Assure that patients with severe asthma and status asthmaticus receive adequate intravascular volume expansion
David Stockwell MD
What to Do – Take Action
Asthma is one of the most common illnesses in pediatrics, with considerable variation in presentation. Patients can have an asthma attack with mild respiratory difficulties and not require more than an intermittent inhaled β-agonist. Alternatively, a severe asthmatic patient may require mechanical ventilation or even extracorporeal life support. Although an asthma attack that requires endotracheal intubation is rare, it is important to identify the risk factors for intubation. These include low socioeconomic status, active tobacco smoking or second-hand smoke exposure, parenteral history of allergy or asthma, prior intubation, intercurrent respiratory infection, prior asthma emergency room visit in past year, prior asthma hospitalization in past year, and steroid dependence.

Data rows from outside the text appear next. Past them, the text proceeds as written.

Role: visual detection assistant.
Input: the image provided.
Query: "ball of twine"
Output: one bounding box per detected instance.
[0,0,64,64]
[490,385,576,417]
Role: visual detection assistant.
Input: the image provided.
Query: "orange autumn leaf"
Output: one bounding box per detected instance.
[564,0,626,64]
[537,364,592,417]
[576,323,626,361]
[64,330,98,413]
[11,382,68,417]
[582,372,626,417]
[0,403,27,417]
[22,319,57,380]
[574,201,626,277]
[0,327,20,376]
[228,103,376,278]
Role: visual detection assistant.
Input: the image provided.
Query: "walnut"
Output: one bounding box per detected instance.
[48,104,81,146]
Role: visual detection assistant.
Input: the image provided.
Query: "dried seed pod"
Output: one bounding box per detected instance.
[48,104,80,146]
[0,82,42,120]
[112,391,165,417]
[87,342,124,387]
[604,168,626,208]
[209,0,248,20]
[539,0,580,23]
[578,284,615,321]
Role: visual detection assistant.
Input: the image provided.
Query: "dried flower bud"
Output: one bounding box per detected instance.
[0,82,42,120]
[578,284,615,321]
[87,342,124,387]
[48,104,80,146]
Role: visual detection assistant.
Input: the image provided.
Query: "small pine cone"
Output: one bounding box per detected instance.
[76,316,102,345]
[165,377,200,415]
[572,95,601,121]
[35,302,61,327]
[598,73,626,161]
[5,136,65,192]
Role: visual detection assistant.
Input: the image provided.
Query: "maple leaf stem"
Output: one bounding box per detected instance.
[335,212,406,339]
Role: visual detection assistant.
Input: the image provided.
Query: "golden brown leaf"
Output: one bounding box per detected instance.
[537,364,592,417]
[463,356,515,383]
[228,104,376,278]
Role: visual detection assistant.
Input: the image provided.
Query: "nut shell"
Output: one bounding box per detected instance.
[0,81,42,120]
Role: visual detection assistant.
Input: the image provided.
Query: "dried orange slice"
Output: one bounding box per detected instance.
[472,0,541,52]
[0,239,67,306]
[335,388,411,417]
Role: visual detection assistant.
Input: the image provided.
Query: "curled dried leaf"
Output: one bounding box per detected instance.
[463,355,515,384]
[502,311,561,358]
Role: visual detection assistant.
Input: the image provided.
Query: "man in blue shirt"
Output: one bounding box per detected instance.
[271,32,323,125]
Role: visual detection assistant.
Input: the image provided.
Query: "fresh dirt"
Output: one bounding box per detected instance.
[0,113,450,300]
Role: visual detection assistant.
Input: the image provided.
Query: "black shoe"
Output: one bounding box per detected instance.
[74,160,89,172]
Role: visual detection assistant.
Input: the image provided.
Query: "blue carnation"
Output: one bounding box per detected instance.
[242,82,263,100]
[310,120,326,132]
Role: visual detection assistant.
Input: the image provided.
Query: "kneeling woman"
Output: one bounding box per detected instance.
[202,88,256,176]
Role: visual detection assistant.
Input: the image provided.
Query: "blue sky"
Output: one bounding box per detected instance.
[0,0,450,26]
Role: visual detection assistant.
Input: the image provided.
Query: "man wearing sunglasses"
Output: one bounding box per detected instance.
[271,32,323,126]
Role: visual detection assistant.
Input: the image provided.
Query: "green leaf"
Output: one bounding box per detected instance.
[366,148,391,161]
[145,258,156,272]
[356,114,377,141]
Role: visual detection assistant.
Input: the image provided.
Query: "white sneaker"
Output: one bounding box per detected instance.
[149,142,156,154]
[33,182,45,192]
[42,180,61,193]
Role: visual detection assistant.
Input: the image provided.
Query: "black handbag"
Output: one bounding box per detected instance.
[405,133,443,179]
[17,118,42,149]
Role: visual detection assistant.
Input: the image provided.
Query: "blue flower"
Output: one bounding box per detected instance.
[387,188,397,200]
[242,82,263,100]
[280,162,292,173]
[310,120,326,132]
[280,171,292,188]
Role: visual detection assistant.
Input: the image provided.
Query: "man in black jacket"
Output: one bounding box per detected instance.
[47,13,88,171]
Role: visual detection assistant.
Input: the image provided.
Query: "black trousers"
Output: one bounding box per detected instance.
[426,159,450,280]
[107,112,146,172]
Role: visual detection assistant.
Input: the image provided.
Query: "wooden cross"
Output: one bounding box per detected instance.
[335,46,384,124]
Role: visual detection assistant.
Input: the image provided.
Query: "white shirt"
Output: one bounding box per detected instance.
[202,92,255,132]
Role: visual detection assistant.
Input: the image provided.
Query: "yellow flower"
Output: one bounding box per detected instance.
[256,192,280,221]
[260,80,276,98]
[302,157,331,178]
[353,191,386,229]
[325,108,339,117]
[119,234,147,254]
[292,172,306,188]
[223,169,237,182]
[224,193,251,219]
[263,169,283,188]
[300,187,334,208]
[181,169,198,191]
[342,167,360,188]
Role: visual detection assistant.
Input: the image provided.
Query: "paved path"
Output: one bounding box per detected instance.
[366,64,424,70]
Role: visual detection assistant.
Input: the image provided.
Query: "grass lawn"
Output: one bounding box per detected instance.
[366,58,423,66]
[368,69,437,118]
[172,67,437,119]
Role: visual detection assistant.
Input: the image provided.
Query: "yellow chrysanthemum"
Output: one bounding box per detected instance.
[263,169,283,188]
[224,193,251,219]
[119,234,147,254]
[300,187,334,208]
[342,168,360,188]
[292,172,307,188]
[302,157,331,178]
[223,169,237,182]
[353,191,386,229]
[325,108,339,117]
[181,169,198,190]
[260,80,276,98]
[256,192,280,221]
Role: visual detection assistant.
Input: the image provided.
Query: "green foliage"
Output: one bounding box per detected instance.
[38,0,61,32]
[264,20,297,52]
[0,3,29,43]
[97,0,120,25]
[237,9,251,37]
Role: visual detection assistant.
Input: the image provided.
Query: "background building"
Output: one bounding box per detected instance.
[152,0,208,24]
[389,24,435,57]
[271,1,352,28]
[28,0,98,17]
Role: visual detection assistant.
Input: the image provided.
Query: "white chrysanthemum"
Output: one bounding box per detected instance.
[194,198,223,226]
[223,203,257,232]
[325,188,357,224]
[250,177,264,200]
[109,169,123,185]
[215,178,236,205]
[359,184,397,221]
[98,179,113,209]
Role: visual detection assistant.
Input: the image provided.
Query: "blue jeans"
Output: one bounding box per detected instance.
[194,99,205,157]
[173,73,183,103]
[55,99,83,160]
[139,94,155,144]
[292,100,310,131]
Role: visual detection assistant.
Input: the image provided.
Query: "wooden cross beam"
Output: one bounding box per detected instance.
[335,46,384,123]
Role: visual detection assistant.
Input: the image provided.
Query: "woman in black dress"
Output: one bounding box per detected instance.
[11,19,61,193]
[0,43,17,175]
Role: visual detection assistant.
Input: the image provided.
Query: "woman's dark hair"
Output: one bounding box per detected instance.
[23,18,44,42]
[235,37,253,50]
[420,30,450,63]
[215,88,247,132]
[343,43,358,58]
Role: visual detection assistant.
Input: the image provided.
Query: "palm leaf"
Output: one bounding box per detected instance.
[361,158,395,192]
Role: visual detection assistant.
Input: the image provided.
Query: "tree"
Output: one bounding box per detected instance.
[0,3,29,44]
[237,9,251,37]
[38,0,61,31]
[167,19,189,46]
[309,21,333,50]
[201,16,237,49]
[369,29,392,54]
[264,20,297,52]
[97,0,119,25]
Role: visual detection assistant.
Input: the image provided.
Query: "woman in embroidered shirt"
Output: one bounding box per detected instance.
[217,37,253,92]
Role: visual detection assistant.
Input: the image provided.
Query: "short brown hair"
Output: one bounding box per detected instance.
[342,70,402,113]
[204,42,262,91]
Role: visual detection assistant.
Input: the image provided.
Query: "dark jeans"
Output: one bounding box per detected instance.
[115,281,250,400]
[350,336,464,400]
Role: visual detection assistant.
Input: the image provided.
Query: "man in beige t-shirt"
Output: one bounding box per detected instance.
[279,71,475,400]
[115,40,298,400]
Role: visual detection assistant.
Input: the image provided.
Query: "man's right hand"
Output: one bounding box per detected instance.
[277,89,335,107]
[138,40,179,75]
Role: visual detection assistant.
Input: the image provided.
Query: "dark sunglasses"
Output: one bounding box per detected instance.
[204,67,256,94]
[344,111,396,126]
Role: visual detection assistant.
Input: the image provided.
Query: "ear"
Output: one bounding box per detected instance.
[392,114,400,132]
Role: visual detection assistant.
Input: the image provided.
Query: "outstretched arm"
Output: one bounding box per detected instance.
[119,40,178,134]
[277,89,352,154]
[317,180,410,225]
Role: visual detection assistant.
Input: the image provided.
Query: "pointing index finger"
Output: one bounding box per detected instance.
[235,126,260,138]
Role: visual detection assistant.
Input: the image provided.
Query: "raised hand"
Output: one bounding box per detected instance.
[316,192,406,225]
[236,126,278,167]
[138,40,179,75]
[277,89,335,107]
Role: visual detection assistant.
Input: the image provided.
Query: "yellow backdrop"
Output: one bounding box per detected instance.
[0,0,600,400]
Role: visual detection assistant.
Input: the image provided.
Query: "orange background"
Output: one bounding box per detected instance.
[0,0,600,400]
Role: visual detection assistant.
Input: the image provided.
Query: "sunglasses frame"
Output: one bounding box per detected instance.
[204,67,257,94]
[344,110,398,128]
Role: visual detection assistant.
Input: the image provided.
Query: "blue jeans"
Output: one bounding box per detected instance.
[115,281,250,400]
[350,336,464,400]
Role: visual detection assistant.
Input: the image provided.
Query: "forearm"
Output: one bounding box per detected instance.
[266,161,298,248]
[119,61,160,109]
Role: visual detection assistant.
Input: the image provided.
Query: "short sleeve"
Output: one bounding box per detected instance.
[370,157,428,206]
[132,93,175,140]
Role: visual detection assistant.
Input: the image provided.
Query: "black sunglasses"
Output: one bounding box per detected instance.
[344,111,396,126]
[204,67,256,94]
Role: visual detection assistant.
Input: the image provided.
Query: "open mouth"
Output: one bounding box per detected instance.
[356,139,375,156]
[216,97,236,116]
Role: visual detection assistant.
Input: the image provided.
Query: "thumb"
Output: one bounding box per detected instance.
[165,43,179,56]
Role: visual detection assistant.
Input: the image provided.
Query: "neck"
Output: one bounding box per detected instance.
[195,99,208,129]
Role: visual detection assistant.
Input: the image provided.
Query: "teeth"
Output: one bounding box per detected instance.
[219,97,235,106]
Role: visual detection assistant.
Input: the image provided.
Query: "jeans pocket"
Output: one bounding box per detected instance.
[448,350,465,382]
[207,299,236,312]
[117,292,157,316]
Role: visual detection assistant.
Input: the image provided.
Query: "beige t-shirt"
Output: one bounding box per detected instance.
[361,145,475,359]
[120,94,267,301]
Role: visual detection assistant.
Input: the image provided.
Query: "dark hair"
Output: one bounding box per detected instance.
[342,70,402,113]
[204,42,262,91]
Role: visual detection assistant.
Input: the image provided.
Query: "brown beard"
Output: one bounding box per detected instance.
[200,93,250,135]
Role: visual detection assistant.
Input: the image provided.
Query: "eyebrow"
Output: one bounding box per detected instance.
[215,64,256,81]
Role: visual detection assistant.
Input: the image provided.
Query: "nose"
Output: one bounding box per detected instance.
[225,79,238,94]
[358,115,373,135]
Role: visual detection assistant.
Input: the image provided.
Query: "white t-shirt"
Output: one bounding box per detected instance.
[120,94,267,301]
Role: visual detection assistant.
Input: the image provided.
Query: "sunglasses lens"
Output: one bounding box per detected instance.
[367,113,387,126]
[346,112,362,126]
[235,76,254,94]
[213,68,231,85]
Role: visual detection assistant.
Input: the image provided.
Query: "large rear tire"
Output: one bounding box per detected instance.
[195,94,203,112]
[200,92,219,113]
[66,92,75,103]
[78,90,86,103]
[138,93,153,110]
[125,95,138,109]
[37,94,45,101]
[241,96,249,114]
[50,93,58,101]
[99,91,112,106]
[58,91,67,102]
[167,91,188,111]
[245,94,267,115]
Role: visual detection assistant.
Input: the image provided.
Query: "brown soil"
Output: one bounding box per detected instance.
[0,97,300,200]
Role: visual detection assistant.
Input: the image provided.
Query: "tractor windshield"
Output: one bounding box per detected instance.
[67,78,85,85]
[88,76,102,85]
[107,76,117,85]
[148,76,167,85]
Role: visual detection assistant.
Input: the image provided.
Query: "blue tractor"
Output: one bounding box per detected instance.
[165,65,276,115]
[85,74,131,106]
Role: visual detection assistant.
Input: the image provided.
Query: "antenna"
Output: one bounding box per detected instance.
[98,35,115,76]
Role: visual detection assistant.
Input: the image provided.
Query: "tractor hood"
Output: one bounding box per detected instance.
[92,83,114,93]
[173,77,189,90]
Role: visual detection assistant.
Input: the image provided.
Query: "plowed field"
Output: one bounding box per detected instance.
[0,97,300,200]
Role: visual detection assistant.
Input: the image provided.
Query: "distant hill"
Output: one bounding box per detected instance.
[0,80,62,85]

Children require mechanical ventilation for asthma when they have profound hypoxemia, life-threatening respiratory muscle fatigue, or altered mental status. However, high airway pressures, barotrauma, and patient-ventilator dyssynchrony complicate mechanical ventilation in patients with asthma. Although potentially lifesaving, use of mechanical ventilation during an asthma exacerbation is associated with an increased risk of death from asthma. Therefore, the decision to intubate an asthmatic should not be made lightly. These patients are at high risk for cardiac dysfunction. A particularly difficult combination of factors merges to impact the asthmatic patient’s cardiac preload. Namely, dehydration, increased pulmonary vascular resistance due to bronchospasm, and the addition of positive pressure to the thoracic cavity will also decrease venous return to the heart and increase resistance to pulmonary blood flow. All of these factors combine to dramatically lower preload for the left ventricle.